También burros y perros negros que se atravesaban en caminos en noches oscuras, un gato negro o el búho que cuando cantaba de noche, era señal de la muerte del indio, que la lechuza con su canto simulaba el corte de la mortaja del difunto, incluso aullidos de coyote nagual, señal de maldad y eso estremecía de miedo.
Eso hacía que me orinara por las noches en el petate y ropa, así me enviaban a la doctrina o a la escuela, siendo objeto de burlas que afectó mi estado de ánimo y la gente decía que la muerte me esperaba, porque lo anunciaba el búho y la lechuza. Sin embargo, no llegó y menos cuando tenía siete años
Al empezar a recuperarme empecé a salir a la calle y meterme a casas vecinas y la gente se sorprendía por encontrarme vivo, aunque deforme, cabezón, barrigón y callado, pero orientado en tiempo y en espacio, aunque la gente se riera y burlara de mi figura. Después por calles lejanas y sentarme en el pretil de la vieja tienda del Don “Goyo” Velásquez, que era mi padrino y me regalaba dulces.
Después me convertí en un andalòn y me metía a muchos domicilios, donde a veces me daban de comer, Entonces mi abuela optó por amarrarme un listón en la garganta del pie para que no “perdiera”. Pero como no pronunciaba la r y la s, la gente me llamaba, sonso, feo y me apedreaban e Insultaban y empecé a contestarle a niños y a las gentes grandes con groserías porque me decían “zurdo contra dios”.

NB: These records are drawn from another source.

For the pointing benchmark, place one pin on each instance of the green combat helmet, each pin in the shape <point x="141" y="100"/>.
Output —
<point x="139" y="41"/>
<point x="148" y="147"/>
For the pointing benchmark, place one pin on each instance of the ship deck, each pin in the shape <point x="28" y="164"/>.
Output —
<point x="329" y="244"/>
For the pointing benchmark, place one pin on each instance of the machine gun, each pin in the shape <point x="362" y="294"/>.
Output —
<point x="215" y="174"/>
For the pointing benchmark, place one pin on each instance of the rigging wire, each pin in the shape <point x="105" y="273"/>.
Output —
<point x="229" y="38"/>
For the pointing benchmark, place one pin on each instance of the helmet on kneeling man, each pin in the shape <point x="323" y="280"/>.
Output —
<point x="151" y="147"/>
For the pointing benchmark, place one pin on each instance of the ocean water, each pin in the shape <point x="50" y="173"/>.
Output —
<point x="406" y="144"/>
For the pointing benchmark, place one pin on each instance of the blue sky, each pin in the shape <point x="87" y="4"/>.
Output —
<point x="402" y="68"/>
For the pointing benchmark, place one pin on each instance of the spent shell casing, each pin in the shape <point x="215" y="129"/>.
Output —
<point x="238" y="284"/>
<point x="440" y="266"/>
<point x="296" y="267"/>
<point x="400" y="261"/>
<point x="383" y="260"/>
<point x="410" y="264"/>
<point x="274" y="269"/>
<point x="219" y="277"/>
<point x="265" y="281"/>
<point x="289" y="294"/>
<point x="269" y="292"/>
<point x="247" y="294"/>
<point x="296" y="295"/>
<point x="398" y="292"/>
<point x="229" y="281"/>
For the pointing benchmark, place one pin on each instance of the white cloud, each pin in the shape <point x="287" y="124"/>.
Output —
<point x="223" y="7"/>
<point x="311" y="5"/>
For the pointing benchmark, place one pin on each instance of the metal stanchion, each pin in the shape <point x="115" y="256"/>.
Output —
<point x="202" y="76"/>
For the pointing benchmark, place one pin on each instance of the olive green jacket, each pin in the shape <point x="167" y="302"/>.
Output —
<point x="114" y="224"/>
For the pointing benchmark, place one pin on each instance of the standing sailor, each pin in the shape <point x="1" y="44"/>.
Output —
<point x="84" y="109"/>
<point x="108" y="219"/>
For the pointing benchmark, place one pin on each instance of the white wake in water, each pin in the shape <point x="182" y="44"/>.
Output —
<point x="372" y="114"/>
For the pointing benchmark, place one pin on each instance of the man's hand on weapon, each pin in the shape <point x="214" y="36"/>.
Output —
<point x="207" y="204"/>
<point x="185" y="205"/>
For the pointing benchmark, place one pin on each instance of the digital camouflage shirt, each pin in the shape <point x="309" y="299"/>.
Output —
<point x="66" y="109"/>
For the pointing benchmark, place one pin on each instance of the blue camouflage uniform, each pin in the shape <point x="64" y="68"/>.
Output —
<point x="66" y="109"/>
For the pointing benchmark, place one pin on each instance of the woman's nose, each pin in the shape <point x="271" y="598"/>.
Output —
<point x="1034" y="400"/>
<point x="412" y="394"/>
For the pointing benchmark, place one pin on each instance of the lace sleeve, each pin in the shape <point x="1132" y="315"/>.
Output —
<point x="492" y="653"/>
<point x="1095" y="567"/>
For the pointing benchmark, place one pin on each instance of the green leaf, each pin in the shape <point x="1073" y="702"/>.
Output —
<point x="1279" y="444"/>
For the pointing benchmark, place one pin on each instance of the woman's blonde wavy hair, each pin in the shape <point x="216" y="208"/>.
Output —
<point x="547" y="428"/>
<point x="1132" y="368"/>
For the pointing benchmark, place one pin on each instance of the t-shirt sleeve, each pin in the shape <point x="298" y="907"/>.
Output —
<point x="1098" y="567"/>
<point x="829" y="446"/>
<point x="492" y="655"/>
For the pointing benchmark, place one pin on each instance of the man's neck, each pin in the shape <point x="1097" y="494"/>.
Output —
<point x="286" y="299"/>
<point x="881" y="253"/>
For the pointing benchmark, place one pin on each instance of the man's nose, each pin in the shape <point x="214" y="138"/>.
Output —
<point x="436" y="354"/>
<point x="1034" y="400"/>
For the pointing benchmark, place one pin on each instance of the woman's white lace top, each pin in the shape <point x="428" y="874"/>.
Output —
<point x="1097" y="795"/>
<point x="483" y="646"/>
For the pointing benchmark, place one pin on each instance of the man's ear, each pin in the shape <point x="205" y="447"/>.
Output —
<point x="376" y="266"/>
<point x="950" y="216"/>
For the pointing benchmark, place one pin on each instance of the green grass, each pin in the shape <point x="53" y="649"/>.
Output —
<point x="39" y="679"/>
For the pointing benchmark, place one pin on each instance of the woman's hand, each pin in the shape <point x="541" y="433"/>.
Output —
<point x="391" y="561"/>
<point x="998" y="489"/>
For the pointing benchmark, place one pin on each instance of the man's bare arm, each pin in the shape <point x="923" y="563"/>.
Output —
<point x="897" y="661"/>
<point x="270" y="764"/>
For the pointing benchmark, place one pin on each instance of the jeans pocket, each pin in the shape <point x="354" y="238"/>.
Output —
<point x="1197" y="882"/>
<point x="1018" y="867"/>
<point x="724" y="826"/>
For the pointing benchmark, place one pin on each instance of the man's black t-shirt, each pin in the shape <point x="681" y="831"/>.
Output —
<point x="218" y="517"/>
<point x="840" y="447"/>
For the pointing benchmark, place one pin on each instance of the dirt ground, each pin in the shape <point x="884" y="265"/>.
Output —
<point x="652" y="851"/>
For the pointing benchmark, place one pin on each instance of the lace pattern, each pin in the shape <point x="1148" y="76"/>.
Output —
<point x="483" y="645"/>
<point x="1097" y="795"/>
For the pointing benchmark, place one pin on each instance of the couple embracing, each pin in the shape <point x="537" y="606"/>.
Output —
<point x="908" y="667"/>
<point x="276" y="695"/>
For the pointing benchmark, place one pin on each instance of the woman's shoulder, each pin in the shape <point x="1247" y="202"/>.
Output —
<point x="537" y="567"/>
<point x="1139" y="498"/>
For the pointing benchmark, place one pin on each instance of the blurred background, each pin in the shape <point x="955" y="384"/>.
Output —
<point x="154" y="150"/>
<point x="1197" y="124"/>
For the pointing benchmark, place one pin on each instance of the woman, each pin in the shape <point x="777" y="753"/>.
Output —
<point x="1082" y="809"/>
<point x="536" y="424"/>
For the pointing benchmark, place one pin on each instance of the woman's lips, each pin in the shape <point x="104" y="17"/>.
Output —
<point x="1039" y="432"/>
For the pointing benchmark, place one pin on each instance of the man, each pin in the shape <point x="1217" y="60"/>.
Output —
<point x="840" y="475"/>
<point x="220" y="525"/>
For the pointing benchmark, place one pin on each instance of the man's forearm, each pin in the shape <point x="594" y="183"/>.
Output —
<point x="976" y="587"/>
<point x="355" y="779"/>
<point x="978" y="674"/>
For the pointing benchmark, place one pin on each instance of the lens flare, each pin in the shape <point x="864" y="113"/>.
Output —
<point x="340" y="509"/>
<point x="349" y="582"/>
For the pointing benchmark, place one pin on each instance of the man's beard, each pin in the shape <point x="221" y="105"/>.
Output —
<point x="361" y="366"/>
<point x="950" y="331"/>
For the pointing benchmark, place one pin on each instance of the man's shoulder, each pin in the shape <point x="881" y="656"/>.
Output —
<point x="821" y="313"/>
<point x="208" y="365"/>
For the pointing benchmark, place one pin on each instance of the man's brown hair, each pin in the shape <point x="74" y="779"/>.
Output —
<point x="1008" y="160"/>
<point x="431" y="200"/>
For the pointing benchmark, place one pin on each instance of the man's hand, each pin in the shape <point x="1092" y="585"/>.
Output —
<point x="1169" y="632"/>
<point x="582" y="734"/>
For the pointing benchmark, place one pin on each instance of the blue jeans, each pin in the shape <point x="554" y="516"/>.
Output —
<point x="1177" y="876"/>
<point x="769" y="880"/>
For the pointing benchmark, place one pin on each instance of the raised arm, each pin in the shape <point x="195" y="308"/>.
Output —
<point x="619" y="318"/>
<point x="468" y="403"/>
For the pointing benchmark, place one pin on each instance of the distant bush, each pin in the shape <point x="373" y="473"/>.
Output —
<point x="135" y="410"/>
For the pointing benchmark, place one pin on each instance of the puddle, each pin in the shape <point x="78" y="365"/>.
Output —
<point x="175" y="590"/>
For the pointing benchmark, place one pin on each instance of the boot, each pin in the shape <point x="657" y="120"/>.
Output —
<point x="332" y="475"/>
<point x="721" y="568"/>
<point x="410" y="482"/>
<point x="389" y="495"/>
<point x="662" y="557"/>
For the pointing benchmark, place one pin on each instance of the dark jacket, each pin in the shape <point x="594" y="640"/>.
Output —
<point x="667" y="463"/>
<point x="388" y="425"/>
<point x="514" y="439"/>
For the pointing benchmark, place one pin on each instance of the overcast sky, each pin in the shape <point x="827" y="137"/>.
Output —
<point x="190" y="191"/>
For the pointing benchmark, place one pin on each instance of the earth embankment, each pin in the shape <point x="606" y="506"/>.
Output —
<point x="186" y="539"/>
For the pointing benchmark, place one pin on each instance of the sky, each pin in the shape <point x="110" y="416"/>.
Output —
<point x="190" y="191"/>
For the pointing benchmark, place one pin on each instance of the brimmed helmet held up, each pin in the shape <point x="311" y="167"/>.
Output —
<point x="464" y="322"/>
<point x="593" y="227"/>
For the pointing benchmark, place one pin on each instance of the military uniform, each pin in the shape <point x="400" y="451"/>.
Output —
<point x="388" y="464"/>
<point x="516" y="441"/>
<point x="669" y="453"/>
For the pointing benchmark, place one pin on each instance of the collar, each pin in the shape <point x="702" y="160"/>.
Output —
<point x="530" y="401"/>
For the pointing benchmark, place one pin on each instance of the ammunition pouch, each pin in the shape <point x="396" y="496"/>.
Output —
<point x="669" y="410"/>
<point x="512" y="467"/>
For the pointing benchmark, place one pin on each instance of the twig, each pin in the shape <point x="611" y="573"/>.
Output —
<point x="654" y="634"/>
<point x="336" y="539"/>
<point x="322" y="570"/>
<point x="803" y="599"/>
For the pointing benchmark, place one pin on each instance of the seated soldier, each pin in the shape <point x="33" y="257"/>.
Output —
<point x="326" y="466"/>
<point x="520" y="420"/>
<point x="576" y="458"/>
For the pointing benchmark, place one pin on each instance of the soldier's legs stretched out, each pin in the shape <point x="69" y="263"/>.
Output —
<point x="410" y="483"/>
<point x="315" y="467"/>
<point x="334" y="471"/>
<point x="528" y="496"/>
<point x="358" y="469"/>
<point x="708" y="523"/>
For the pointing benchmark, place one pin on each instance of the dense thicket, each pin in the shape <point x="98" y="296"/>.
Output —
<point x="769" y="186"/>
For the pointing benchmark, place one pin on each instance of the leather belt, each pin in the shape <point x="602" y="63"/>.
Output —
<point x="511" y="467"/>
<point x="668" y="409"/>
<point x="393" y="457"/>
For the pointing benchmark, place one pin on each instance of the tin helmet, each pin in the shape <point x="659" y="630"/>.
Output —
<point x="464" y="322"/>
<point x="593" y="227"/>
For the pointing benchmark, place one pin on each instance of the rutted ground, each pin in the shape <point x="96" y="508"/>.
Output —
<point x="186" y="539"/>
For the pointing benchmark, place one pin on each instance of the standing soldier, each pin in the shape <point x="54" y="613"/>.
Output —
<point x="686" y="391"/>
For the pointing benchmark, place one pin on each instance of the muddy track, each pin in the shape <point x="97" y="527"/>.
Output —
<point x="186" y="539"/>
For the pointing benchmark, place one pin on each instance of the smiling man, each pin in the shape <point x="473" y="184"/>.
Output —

Mi abuela, era de “pocas pulgas” decían en el pueblo, empezó a darme trabajos, cuidar guajolotes en la ribera del río, dar de comer a los pollos y vigilar que los gavilanes no se los devoraran y era acompañado por Inés y Joaquina, veces por otra persona. Pero una vez se comieron la masa y los corretee con un cuchillo en las patas, sin decirle nada a la abuela, que al darse cuenta el porqué los animales se picoteaban las patas. ¡Exclamó!, ¿Quien sería el malvado que les pegó feo a mis animales?. Yo guardé silencio.
Pero logré observar lo hermoso del campo, el canto de los gorrioncillos: de cuitlas, chogones, cenzontles, al diminuto colibrí; de águilas, zopilotes, cuervos, quebranta-huesos, del correcaminos, el pájaro carpintero, los gavilanes, liebres y venados. Caminar por lugares poblados de sauces, guayabales, carrizos y palo de “águila”, cañaverales, mangales, milpas, alfalfares, plantíos de chícharos y habas.
En ese andar bullicioso o callados, veíamos a las gentes de Santo Tomás Mazaltepec, con sus vestidos tradicionales, hombres con camisa y calzones de manta blanca, mujeres con blusas amplias bordadas con hilos de diferentes colores, enaguas amplias sostenidas por cinturón de palma llamado sollate o por un ceñidor rojo y cubierta sus cabezas por un reboso en forma de turbante.